Wie schon einmal streiften wir durchs Camp, auf der Suche nach einer spaßigen Beschäftigung. Als wir und an der Hinterseite des Haupthauses entlangpirschten, horchte ich plötzlich auf und hielt den Finger auf die Lippen. Vorsichtig deutete ich auf ein gekipptes Fenster, nicht weit über uns. Wir hielten die Luft an und grinsten uns zu. Eine weibliche und eine männliche Stimme waren dumpf zu hören. „Mach mal Räuberleiter“, zischte Onyx mir zu und ich faltete meine Hände ohne mit der Wimper zu zucken.
Sie war echt schwer und die Sohle ihrer schwarzen Boots waren nicht gerade angenehm, aber ich bis die Zähne zusammen und drückte die nach oben. Meine neue Freundin sollte mich ganz sicher nicht für ein Schwächling halten. Das war ich kein bisschen.
„Siehst du was?“, fragte ich halblaut. Sie hob zustimmend den Daumen in die Luft. „Wer ist da?“, wollte ich ungeduldig wissen. „Deine größten Fans“, scherzte sie und währenddessen wanderten meine Mundwinkel ein ganzes Stück nach oben. Das konnte wirklich lustig werden.
„Was machen die?“ „Sie sitzen nur dumm rum“, kam die Antwort. „Kannst du was verstehen?“ Sie wiegte den Kopf. „Nicht viel.“ Ich wurde immer ungeduldiger. „Aber sie sehen sehr ernst aus.“ „Lass mich auch mal“, flüsterte ich und fing an meine Hände abzusenken. „Ist voll uninteressant“, beeilte sie sich zu sagen. Ich schaute mit einer hochgezogenen Augenbraue zu ihr hoch. „Ja klar.“ Sie sah ein wenig beleidigt aus, aber hob mich nach kurzer Diskussion doch hoch.

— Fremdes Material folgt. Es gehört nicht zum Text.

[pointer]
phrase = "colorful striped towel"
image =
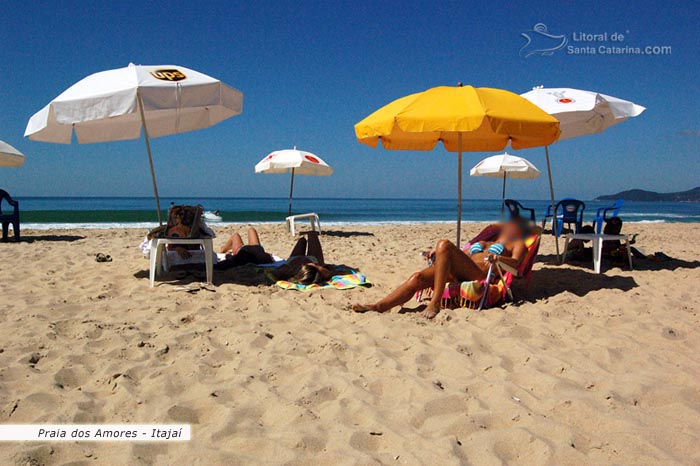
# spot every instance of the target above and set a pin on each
(339, 282)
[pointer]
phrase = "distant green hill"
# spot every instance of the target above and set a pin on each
(692, 195)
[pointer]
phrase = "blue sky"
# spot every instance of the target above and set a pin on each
(310, 70)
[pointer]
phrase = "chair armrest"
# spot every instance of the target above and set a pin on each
(605, 211)
(507, 268)
(532, 213)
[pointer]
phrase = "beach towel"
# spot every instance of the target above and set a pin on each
(339, 282)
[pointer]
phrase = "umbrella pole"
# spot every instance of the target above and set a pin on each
(503, 197)
(150, 158)
(551, 194)
(459, 192)
(291, 191)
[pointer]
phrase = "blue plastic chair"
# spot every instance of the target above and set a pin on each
(515, 209)
(8, 219)
(601, 215)
(571, 213)
(548, 213)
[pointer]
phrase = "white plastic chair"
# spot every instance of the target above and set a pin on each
(160, 260)
(313, 220)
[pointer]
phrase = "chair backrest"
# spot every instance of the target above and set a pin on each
(572, 210)
(5, 196)
(514, 207)
(532, 243)
(549, 206)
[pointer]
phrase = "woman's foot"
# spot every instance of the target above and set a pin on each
(430, 311)
(362, 308)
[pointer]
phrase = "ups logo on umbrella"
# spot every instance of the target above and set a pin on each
(169, 75)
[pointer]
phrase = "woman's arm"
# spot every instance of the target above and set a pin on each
(514, 260)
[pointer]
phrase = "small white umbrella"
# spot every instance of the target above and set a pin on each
(580, 113)
(117, 104)
(296, 162)
(9, 156)
(504, 166)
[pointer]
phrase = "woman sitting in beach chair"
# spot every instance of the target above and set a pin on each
(451, 264)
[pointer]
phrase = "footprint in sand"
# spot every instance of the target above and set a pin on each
(365, 442)
(183, 414)
(450, 405)
(70, 377)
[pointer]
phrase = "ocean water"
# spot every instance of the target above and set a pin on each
(140, 212)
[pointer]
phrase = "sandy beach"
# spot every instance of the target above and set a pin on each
(584, 369)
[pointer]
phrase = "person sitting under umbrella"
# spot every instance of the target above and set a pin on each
(449, 264)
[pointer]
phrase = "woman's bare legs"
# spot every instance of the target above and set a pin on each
(234, 243)
(253, 238)
(314, 247)
(417, 281)
(450, 263)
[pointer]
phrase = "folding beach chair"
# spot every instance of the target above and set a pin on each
(601, 215)
(516, 210)
(499, 276)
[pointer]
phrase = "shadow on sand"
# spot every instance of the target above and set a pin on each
(551, 281)
(347, 234)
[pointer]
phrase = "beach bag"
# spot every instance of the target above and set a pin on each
(184, 222)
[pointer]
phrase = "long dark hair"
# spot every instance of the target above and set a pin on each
(307, 275)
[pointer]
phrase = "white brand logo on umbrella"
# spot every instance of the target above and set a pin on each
(561, 98)
(169, 75)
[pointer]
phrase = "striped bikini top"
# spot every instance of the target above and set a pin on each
(495, 248)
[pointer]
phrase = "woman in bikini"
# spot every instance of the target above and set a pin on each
(305, 265)
(452, 264)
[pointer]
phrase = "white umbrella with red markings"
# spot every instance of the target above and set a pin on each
(9, 156)
(296, 162)
(580, 113)
(124, 103)
(504, 166)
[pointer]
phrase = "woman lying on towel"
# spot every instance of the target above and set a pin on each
(451, 264)
(239, 253)
(305, 264)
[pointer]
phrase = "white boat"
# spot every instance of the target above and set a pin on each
(212, 216)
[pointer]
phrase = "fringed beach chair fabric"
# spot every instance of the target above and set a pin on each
(497, 285)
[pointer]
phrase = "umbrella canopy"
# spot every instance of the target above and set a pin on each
(296, 162)
(9, 156)
(580, 113)
(116, 104)
(505, 166)
(498, 166)
(464, 119)
(293, 160)
(487, 120)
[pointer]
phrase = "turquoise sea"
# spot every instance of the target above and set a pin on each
(109, 212)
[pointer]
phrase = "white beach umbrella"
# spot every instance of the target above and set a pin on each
(117, 104)
(504, 166)
(9, 156)
(296, 162)
(580, 113)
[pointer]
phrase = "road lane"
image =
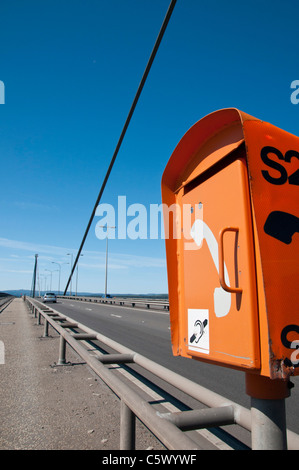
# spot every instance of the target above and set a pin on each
(148, 332)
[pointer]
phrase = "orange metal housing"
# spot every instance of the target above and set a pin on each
(231, 247)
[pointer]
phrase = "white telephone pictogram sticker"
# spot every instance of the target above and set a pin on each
(198, 330)
(222, 299)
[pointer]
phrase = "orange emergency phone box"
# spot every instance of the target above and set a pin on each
(230, 199)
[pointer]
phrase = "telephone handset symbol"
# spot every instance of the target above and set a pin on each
(222, 295)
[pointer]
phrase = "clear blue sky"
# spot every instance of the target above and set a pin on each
(71, 69)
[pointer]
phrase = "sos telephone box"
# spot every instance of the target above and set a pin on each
(230, 199)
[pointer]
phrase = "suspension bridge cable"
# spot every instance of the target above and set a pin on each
(141, 85)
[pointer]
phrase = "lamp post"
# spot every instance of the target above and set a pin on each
(77, 278)
(71, 255)
(51, 276)
(106, 271)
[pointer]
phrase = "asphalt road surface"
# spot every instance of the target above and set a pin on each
(148, 333)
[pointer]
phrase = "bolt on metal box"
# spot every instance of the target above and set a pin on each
(230, 199)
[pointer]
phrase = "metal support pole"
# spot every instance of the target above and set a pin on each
(62, 348)
(46, 329)
(127, 427)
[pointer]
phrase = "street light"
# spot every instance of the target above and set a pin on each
(51, 276)
(106, 273)
(77, 278)
(71, 255)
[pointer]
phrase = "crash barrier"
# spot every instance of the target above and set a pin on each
(169, 428)
(5, 301)
(122, 301)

Percy und Annabeth waren in einem gemütlich aussehenden Raum, der allerdings sehr dunkel war, weil sie die Vorhänge halb zugezogen hatten. Die Wände waren in einem leichten blau gestrichen und sie saßen dicht nebeneinander auf einem kleinen grauen Sofa. Onyx hatte Recht gehabt. Ihre Mienen waren wirklich sehr ernst.

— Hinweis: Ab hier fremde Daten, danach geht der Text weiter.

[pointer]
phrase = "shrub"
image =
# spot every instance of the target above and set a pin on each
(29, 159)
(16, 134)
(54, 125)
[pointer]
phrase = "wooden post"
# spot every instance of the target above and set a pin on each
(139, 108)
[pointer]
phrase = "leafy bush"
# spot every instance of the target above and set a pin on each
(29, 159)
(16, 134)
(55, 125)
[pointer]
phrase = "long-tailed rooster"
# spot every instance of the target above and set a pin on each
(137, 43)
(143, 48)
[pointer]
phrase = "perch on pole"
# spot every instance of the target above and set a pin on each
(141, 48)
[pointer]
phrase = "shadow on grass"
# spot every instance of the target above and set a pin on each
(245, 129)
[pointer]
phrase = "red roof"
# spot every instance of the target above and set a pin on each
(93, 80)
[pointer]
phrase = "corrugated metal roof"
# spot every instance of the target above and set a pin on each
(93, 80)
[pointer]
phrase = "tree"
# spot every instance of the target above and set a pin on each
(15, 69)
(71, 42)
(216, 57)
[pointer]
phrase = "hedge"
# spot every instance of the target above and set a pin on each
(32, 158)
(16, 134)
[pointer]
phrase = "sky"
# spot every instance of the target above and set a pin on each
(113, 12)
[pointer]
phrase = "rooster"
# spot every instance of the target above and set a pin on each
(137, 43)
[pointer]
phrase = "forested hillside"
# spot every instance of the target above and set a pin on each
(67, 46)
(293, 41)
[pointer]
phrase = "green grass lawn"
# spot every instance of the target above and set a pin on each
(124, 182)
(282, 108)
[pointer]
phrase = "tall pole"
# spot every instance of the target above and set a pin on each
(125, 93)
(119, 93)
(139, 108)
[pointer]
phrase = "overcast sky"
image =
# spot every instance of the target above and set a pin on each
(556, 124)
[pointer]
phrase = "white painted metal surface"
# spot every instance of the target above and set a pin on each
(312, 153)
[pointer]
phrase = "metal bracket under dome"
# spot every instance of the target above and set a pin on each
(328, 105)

Sie sprachen leise. Ich konnte nur wenig verstehen. „Warum, es kann doch sein Percy!“, meinte Annabeth eindringlich. Dann kam ein gestenreicher Satz von Percy, der seine Frau offensichtlich sehr traurig machte. Irgendwas mit keine Anhaltspunkte. Von was redeten die da? Was war was oder auch nicht? Ich hatte keinen blassen Schimmer. Den nächsten Satz von Annabeth hätte ich wahrscheinlich verstehen können, wenn mir Onyx nicht dazwischen gequatscht hätte. „Man, wie viel hast du denn zu Abend gegessen?“, ächzte sie. „Halt die Klappe“, zischte ich wütend. Dann hörte ich wieder nur Wortfetzen wie „Realität“ und „Unwahrscheinlich“ und hörte, wie Annabeth anfing zu Schluchzen. Annabeth weinte eigentlich nie. Also ich hatte es zumindest noch nie gesehen. Sie weinte nie in der Öffentlichkeit. Percy nahm sie in den Arm und drückte ihr liebevoll einen Kuss aufs Haar. Ihr Körper zitterte und sie schlang die Arme um ihn.

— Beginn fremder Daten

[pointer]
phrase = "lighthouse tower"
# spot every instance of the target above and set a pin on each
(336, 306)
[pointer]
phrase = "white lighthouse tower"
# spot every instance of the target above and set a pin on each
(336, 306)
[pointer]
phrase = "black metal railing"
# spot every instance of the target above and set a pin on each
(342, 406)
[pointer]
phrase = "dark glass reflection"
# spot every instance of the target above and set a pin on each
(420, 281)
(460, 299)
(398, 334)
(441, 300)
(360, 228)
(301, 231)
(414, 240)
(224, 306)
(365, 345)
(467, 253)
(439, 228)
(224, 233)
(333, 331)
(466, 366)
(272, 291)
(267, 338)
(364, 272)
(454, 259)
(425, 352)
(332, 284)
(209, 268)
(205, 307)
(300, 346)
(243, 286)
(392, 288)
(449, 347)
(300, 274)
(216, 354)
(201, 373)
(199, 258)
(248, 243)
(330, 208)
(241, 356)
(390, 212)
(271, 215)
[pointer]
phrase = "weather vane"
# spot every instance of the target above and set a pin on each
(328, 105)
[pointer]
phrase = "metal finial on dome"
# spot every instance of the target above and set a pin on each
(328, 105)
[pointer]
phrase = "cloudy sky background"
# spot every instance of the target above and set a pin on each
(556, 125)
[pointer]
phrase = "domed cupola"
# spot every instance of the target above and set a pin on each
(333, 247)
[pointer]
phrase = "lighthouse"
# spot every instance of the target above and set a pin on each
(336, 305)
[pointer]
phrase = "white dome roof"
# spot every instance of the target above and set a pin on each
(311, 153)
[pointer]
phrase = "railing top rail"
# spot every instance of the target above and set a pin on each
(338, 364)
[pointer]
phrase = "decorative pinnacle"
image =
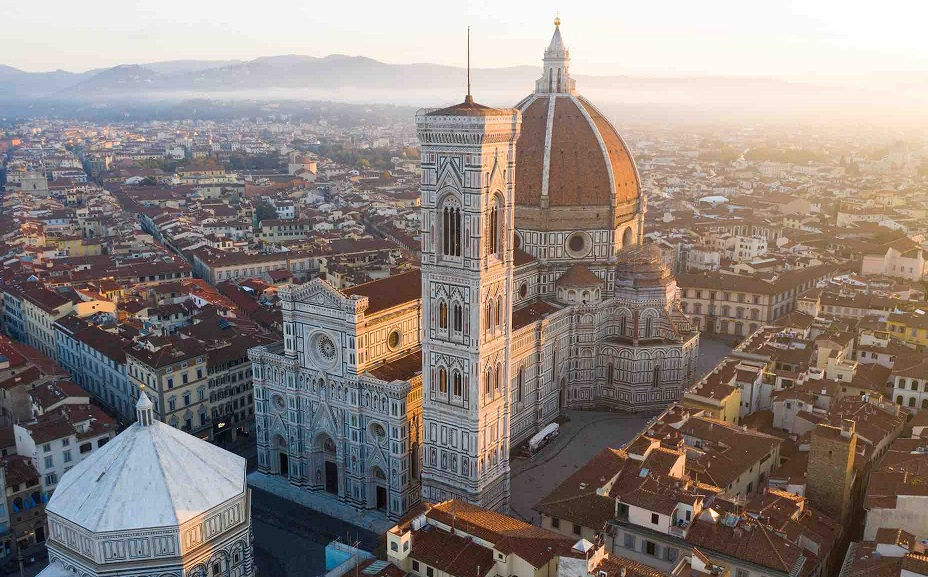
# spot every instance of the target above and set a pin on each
(468, 98)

Egal über was sie geredet hatten, es war auf jeden Fall kein schönes Thema gewesen. „So du Walross, ich hab jetzt kein Bock mehr“, brummt die Arestochter unter mir und zieht ohne Vorwarnung ihre Hände weg. Ich zucke zusammen und kann mich gerade noch abfangen, bevor ich voll auf meine Seite knalle. Beim Aufstehen sehe ich sie vorwurfsvoll an und klopfe mir den Staub von der Hose. „Scheiße ey, das war wichtig“, fuhr ich sie an, „Annabeth hat voll geheult!“ Sie nickte gleichgültig. „Na und? Du bist voll schwer!“ „Schwertkämpfen kannst du, aber für zwei Minuten Räuberleiter machen, das geht nicht, oder was?“, erwiderte ich anklagend. Als Antwort zuckt sie nur mit den Schultern.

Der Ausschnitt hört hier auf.